Frau Elzbieta Novak wurde am 19.4.1945 im Konzentrationslager Ravensbrück geboren. Zum Glück, so sagt sie, könne sie sich nicht persönlich an die furchtbaren Erlebnisse im Lager erinnern. Ihre Mutter habe kaum über die Zeit gesprochen, sodass Elizbieta nur durch vor Kurzem gefundene Aufzeichnungen, welche ihre Mutter in den neunziger Jahren anfertigte, weiß, was ihre Mutter erlebt habe. Diese musste mehrere Lager durchlaufen, darunter Ausschwitz, bis sie nach Ravensbrück verlegt wurde, wo sie in unvorstellbaren, unmenschlichen Verhältnissen ihre Tochter zur Welt gebracht habe. Die Schilderungen aus den Aufzeichnungen von Elzbietas Mutter lassen erahnen, welcher Atmosphäre von Todesangst und Hoffnungslosigkeit die Häftlinge jeden Tag ausgesetzt waren.

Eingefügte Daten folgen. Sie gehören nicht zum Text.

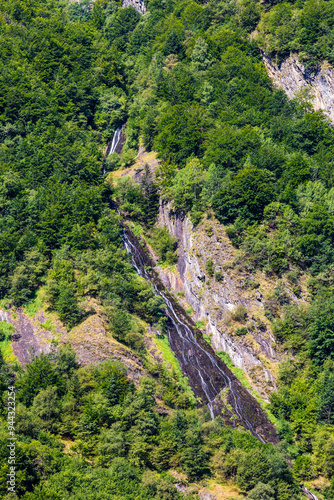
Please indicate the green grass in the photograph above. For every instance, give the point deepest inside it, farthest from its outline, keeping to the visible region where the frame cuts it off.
(6, 332)
(3, 304)
(238, 372)
(47, 325)
(162, 343)
(169, 357)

Tägliche, stundenlange Appelle in dünner Häftlingskleidung bei jedem Wetter sowie schwerste Arbeit bei mangelhafter Ernährung gehörten zum Alltag. Die Traumata dieser Zeit hätten ihre Mutter, so berichtet Novak, noch viele Jahre verfolgt, sodass sie sich beispielsweise in Panik versteckte, sobald jemand nur unangekündigt an die Tür klopfte. Letztendliche habe Elzbieta Novaks Mutter in der Liebe zu ihren Kindern aber die Kraft gefunden, mit all den Erinnerungen an das Furchtbare leben zu können.

Die Betroffenheit der Schülerinnen und Schüler war groß, was sich vor allem an den vielen Fragen an die Zeitzeugin im Anschluss an ihren Vortrag äußerte. Es wurde klar, dass kein Medium des Unterrichts das Grauen der Zeit im Konzentrationslager so vermitteln kann wie der Bericht einer Zeitzeugin.